Standard Compression Scheme for Unicode

The Standard Compression Scheme for Unicode (“SCSU”) is a text encoding finalized in Unicode Technical Specification #6.

There was no Python text codec support for SCSU, so I decided to write a module myself.

Installation

To install my SCSU module, install the package or clone the Git repository.

Usage

Import the module and use it like you would any other text codec.

import scsu

s = "Está es texto en español. これは日本語です。"
b = s.encode("SCSU")

Command line

Input files can be specified on the command line, piped in, or omitted completely to read from stdin.

  • To see all the options, use the -h option.
  • To see the module version, use the -v option.

Output is always written to stdout.

Encoding

Use the encode subcommand to transcode encoded text to SCSU.

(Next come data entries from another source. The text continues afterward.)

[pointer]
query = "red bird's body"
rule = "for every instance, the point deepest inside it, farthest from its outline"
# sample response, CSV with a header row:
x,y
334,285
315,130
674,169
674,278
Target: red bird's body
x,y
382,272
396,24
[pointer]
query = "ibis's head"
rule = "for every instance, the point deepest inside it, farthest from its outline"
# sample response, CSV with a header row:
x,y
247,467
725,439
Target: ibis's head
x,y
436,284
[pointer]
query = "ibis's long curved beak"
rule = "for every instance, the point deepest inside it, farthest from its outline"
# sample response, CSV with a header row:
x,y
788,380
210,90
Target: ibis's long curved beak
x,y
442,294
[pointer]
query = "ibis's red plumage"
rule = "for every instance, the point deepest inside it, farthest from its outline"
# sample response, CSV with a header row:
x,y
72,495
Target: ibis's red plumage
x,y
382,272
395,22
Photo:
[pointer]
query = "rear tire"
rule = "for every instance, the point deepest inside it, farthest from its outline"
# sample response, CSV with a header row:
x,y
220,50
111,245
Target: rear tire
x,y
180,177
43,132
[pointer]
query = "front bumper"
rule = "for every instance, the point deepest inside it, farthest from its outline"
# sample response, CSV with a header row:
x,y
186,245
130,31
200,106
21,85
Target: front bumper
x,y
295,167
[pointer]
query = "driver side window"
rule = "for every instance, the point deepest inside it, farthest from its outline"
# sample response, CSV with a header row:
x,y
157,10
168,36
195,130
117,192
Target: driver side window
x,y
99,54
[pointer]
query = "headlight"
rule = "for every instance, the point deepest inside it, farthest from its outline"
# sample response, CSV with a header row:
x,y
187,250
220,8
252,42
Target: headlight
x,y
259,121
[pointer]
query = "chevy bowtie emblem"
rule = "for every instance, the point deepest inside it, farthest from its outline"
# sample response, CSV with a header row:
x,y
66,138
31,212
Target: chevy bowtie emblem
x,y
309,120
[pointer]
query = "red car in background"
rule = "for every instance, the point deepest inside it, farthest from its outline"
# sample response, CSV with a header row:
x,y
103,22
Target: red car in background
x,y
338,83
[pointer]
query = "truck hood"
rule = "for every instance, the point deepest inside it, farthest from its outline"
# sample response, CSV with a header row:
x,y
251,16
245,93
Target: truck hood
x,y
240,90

python3 -m scsu encode -e UTF-8 -s utf8.txt > scsu.txt
  • The -e option specifies the source encoding. By default, this is the codec that is returned with the locale.getpreferredencoding() function.
  • The -s option adds a signature byte string to the output. This is the byte order mark encoded as 0x0E 0xFE 0xFF in SCSU.

Decoding

Use the decode subcommand to transcode encoded text from SCSU.

python3 -m scsu decode -e UTF-8 -s scsu.txt > utf8.txt
  • The -e option specifies the destination encoding. By default, this is the codec that is returned with the locale.getpreferredencoding() function.
  • The -s option removes a signature byte string from the input. If no signature is found, this option does nothing.